In site-specific work, it is also important to be gentle. I quote performance artist and professor of Swedish-speaking acting, Aune Kallinen, on change and the so-called “politics of small movements”:

If we truly want to produce or facilitate change, when we approach the edge where change, the unknown, or the new thing not yet brought into the world lies, and if we want that change to be large or permanent, we need to be very careful at that edge – and make just a small change at a time. If the change is even slightly too big, our psychology and social conventions will throw us back, and we will become even more conservative than before.

(Salo 2015, 42–43)

Kallinen’s reflection on the “politics of small movements” offers a valuable reminder for eco-socially engaged art: genuine change often requires us to work within the limits of what feels feasible, even if those steps seem modest. Ultimately, the challenge lies not only in what we create but in how we foster a continual sensitivity to the spaces and beings around us, including ourselves. Eco-socially responsible art may not only be a response to the ecological crisis but a practice of living and working with respect, subtlety, and a commitment to collective resilience. This approach is less about the grand gestures and more about nurturing an art of presence, where each small choice reinforces an interconnected future.

Sources

Barad, Karen. 2003. “Posthumanistinen performatiivisuus: Kohti ymmärrystä siitä, miten materia merkityksellistyy.” In Nauha, Tero, Arlander, Annette, Järvinen, Hanna & Porkola, Pilvi, eds., Performanssifilosofiaa. Transl. Anette Arlander. Nivel 12. Taideyliopiston Teatterikorkeakoulu. nivel.teak.fi/performanssifilosofiaa/posthumanistinen-performatiivisuus-kohti-ymmarrysta-siita-miten-materia-merkityksellistyy.

Järvensivu, Paavo. 2019. Ekologinen jälleenrakennus. Lecture 8.11.2019 in the series Dramaturgia ja ekologia: Ekologinen jälleenrakennus.
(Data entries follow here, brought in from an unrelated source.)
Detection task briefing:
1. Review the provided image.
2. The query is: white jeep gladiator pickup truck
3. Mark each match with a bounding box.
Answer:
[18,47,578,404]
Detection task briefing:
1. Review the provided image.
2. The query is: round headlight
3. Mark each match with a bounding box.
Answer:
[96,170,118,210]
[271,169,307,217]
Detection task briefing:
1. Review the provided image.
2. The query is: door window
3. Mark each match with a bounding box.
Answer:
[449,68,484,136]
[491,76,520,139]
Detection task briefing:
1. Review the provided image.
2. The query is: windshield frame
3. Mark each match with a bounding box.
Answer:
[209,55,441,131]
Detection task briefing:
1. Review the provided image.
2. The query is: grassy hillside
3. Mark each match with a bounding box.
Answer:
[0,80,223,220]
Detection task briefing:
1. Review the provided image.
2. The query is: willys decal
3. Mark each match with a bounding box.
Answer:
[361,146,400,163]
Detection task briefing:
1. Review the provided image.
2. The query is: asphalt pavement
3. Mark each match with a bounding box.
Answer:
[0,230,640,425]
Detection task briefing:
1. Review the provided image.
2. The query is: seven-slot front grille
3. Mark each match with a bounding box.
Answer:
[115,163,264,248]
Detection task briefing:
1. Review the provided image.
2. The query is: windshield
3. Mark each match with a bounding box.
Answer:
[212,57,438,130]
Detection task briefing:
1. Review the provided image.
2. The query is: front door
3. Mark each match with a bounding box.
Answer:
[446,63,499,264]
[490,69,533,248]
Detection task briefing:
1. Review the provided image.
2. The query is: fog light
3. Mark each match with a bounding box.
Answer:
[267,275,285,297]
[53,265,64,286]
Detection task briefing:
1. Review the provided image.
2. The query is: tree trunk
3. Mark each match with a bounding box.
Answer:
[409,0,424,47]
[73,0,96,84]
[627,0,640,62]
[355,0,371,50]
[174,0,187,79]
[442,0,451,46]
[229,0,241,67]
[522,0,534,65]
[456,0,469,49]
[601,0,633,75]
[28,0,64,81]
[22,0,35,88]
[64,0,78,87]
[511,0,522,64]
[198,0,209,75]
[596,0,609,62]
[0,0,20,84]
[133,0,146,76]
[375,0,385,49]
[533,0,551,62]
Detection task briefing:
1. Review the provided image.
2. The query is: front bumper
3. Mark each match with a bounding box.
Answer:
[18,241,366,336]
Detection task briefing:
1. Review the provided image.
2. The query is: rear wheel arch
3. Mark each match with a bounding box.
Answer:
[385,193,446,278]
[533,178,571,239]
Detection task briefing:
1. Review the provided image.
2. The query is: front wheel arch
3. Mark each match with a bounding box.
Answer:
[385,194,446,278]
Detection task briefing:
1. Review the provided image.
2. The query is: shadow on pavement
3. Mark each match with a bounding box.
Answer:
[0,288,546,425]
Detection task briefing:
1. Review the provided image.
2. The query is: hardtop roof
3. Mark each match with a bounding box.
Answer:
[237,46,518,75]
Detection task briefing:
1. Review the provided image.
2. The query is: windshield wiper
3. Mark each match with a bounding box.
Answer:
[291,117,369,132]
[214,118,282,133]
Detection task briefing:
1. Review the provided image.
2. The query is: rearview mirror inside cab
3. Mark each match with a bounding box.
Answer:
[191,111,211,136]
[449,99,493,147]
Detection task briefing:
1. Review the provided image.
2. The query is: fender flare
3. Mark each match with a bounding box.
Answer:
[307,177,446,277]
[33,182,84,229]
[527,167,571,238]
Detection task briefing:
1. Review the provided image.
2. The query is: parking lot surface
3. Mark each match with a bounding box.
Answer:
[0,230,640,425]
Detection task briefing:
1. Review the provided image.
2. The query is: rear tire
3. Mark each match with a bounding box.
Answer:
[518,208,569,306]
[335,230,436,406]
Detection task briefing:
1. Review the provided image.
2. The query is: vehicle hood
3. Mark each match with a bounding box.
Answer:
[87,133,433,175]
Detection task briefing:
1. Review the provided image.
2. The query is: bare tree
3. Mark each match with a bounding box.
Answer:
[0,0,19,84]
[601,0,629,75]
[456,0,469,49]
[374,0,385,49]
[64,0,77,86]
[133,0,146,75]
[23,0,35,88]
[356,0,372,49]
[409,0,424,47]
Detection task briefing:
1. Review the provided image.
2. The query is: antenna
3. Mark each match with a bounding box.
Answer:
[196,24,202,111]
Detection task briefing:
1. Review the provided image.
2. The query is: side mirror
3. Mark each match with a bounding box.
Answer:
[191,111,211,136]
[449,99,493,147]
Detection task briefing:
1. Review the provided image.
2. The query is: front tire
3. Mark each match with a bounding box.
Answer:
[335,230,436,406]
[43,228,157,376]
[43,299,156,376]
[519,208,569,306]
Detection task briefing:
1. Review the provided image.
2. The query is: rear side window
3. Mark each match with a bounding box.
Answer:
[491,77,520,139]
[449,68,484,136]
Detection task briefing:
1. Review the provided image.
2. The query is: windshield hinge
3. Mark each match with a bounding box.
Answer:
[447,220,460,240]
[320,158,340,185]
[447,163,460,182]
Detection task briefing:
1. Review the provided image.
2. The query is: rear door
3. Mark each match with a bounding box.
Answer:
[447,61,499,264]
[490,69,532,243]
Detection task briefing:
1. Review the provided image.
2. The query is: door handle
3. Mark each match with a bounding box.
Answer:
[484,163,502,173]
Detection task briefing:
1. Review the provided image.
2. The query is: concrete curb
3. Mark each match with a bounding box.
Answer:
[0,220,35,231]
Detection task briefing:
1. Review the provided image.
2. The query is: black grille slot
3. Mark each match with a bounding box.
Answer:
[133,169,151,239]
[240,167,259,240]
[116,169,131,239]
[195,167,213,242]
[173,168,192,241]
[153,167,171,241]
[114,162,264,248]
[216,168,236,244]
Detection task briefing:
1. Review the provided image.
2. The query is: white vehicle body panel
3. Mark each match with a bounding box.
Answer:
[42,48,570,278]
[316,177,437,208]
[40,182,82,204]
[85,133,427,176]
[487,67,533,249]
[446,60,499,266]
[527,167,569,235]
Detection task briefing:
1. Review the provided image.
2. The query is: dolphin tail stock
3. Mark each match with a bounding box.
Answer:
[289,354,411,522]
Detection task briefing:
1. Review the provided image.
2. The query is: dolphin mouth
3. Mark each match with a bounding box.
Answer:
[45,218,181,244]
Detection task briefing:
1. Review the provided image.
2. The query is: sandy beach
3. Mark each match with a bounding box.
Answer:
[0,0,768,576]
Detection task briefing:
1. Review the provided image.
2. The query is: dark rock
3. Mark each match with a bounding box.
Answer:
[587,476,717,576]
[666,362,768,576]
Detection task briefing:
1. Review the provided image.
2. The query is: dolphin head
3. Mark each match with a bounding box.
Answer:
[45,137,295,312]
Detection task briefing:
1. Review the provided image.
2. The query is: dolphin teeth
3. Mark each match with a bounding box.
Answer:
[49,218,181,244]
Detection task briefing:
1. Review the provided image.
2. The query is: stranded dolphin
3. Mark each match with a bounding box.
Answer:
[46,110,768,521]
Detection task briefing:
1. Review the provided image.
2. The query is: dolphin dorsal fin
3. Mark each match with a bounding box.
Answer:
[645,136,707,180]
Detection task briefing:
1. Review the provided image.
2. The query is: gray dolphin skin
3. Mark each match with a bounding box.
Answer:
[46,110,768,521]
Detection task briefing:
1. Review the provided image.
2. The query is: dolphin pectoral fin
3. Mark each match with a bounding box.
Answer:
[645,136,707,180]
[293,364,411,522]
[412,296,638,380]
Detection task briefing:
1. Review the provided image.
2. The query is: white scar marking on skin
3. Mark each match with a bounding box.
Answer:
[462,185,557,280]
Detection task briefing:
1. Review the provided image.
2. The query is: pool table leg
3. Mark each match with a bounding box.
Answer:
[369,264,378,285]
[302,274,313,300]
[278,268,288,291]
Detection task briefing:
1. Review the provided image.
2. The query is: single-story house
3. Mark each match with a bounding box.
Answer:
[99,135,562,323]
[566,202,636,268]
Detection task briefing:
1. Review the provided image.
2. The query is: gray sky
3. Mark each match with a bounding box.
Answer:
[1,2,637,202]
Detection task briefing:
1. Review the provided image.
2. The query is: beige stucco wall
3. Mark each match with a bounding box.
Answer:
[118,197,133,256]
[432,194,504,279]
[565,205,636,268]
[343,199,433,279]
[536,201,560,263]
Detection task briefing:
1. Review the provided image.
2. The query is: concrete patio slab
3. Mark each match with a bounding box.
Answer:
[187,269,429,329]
Helsinki: Teatterikorkeakoulu.

Lauttakylä. 2021. “Sielunmaiseman pukeminen nuoteiksi oli Keskitalon haaste, kun Suttilassa koottiin valokuvahetkiä videoksi.” lauttakyla.fi/uutiset/64f92ab6-c237-41ed-9e1c-82c98f4a7c24 Accessed 18 October 2024.

Pihkala, Panu. 2019. Päin helvettiä? Ympäristöahdistus ja toivo. Helsinki: Kirjapaja. (E-book).

Rinne, Jenni, Kajander, Anna & Haanpää, Riina, eds. 2020. Affektit ja tunteet kulttuurien tutkimuksessa. Helsinki: Ethnos. doi.org/10.31885/9789526850962.

Salo, Jani-Matti. 2015. Sädekehistä – täydellisen politiikka: esitystapahtuman valo- ja tilasuunnitteluprosessista. Helsinki: Theatre Academy.

Sutinen, Ville-Juhani. 2023. Hajonneen maailman käyttöohje. Helsinki: Into.

Tanskanen, Riina & Kuoppa, Samu. 2023. Kapitalismin suuri illuusio. Helsinki: Into.